Por un lado, parece que la sociedad actual cultiva objetivamente la familiaridad con la vida económica. En efecto, los hogares son hoy centros de decisión económica: no solo compran, sino que ahorran e invierten. Pero, al mismo tiempo, la comodidad que supone la atención del Estado de bienestar hace que muchas personas se desentiendan de cualquier consideración empresarial de la vida. Es una extraña vuelta a los valores de la sociedad estamental en la que se despreciaban los oficios viles, el trabajo manual o el comercial. El sociólogo Enrique Gil Calvo interpreta ese retroceso como una consecuencia del sistema educativo universal, gratuito y sin exigencias: "Como en la escuela se impone a todos el mismo estilo de vida del ocioso estudiante de clase media acomodada, sea cual sea el origen social de cada cual, el resultado es que solo se aprende el más absoluto desprecio por todo lo que suene a trabajo manual y productividad" (Gil Calvo 93:38). No es que se desprecie solo el trabajo manual sino cualquier empleo subordinado. Es lo que el lenguaje coloquial llama "curro". Curiosamente, el título educativo se convierte en una franquicia para no esforzarse, como en su día lo fue el título nobiliario.
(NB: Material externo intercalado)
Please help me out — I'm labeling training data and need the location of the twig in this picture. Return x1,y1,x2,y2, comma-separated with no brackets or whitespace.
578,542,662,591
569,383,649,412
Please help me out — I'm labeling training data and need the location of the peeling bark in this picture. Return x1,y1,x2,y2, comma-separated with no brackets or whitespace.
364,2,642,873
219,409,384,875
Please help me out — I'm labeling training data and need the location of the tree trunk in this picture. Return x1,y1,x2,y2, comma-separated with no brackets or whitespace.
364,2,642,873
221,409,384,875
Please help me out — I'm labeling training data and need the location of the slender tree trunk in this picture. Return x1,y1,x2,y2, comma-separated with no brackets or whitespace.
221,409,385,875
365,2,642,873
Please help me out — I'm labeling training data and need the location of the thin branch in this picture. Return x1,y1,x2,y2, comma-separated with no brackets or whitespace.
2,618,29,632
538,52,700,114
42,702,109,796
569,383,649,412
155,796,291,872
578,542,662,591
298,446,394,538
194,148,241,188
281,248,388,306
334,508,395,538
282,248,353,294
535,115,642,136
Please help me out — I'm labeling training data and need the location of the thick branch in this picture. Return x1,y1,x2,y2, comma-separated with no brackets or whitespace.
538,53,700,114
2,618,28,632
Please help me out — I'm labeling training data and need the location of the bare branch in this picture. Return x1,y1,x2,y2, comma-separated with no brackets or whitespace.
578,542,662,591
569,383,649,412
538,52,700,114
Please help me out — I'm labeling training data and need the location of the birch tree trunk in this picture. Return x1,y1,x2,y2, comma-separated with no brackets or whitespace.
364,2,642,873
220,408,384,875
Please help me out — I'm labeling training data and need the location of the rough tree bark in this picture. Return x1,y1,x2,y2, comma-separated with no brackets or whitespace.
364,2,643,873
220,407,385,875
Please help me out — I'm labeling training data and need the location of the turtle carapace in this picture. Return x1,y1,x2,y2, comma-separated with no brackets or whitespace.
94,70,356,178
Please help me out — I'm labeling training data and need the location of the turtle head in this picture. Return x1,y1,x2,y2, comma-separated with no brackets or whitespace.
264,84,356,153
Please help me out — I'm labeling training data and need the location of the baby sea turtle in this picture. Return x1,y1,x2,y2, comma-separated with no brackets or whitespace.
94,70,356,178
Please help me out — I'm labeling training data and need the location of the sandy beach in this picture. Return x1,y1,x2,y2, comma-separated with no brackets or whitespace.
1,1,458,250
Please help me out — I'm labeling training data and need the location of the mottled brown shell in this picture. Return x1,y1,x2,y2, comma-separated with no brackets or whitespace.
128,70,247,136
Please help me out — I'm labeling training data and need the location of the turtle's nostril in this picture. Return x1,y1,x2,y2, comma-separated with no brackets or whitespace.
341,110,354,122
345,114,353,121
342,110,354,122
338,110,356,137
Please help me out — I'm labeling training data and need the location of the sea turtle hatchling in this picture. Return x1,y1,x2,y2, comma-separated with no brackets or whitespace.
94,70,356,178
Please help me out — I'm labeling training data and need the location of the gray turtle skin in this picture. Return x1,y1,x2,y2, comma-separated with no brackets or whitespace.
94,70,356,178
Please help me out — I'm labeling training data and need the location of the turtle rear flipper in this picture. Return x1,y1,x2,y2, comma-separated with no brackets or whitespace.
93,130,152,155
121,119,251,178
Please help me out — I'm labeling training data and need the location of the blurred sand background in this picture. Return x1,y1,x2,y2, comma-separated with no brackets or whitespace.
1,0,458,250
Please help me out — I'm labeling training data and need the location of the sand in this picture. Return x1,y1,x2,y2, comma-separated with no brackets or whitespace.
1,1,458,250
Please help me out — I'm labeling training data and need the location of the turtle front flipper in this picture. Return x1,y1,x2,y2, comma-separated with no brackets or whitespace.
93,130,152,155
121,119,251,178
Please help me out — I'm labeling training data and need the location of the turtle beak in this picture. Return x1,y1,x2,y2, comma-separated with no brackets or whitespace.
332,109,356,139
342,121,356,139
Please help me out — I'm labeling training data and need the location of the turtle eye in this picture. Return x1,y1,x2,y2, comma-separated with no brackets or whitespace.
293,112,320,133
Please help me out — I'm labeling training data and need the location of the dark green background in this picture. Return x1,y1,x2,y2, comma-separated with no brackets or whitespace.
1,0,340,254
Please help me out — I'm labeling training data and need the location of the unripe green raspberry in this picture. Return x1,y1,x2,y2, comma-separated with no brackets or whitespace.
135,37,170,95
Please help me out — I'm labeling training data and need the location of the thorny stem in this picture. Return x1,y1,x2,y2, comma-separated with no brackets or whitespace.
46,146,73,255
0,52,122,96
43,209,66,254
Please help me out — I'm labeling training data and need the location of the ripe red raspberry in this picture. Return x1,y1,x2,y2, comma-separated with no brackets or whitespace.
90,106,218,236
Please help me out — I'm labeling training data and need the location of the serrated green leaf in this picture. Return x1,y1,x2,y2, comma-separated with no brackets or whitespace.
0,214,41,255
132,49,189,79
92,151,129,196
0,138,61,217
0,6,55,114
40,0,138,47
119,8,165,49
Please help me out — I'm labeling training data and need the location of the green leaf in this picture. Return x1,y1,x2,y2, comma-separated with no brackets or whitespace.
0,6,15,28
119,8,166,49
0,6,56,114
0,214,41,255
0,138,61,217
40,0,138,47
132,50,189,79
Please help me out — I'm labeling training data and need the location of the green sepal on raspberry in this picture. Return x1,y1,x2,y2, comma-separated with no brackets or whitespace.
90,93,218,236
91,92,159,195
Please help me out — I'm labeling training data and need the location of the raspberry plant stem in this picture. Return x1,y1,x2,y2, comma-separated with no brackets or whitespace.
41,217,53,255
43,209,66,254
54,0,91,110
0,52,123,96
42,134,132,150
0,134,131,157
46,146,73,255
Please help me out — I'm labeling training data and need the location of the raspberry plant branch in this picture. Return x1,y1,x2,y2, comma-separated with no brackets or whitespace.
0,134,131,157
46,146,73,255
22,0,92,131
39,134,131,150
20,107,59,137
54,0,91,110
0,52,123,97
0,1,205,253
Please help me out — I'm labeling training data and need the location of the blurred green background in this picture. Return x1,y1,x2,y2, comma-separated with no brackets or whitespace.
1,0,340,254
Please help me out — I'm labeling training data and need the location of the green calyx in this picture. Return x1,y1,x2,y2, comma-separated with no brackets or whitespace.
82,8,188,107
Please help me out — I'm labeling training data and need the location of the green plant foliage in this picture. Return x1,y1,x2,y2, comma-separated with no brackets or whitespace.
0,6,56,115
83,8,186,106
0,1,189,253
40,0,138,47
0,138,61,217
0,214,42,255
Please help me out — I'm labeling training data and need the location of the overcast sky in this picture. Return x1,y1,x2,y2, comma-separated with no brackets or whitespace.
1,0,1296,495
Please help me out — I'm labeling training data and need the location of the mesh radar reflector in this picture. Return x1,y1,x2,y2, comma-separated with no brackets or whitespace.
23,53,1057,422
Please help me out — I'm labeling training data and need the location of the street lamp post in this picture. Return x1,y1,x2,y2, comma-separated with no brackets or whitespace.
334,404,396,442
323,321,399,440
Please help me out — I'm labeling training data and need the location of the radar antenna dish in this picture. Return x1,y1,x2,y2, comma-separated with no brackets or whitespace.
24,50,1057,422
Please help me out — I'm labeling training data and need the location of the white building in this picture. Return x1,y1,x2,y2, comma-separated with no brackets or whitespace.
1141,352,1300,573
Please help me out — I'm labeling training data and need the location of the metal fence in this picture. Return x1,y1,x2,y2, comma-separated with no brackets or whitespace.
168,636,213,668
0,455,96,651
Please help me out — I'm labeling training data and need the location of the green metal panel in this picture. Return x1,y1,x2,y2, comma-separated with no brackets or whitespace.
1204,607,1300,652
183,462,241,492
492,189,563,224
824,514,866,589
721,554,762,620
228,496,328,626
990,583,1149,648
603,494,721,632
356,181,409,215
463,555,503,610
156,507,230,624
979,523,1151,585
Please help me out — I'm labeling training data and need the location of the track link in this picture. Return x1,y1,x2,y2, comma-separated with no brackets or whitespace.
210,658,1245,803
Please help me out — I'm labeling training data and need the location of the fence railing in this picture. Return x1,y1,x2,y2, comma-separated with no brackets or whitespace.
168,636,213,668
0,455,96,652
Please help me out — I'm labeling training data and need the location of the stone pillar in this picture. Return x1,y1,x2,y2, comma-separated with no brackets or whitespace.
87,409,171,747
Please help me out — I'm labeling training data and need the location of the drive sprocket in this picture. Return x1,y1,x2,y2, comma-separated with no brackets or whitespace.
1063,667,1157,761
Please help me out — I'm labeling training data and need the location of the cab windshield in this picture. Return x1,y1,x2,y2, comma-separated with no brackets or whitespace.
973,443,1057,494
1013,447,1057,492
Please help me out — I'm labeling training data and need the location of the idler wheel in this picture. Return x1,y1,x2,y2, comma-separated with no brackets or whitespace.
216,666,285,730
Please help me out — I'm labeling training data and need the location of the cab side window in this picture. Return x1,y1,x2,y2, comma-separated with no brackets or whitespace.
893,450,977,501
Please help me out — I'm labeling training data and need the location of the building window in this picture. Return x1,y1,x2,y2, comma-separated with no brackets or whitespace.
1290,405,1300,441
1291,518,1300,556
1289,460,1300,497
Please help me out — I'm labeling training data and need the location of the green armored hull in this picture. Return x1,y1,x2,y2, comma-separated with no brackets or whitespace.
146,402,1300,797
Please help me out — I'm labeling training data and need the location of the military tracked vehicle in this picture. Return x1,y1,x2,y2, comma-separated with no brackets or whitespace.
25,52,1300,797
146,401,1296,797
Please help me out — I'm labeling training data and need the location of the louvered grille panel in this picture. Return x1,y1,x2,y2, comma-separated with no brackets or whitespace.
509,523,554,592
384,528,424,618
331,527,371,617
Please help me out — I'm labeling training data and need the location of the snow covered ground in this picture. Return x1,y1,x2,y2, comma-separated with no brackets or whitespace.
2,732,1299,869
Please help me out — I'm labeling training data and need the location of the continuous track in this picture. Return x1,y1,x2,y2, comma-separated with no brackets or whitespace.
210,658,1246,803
Aunque la crítica de Gil Calvo sea certera, a él mismo no le enoja mucho la consecuencia de una "cultura hedonista del placer y del ocio". La comprende desde su posición de "tolerante materialista ilustrado" (p.39). Eso es ser un intelectual al día.

Ramiro de Maeztu tiene una mala consideración de los comerciantes, pero solo cuando ejercen de prestamistas, seguramente porque su padre hacendado cubano se arruinó con las hipotecas dadas a los comerciantes. El desprecio verdadero es contra el funcionario o el rentista, lo que le lleva incluso a la justificación del fraude fiscal. "Por paradójica que mi tesis parezca, es lo cierto que resulta más patriota el pago respetando el arancel. Los mil duros defraudados no desaparecen del torrente de la riqueza patria, mientras que las 5.000 pesetas percibidas por la Aduana solo valen para fomentar la haraganería, dando la sopa boba a un par de militares, escribientes, periodistas subvencionados, tenedores de papel [obligaciones], canónigos, porteros o lo que sean" (Maeztu 99d:107).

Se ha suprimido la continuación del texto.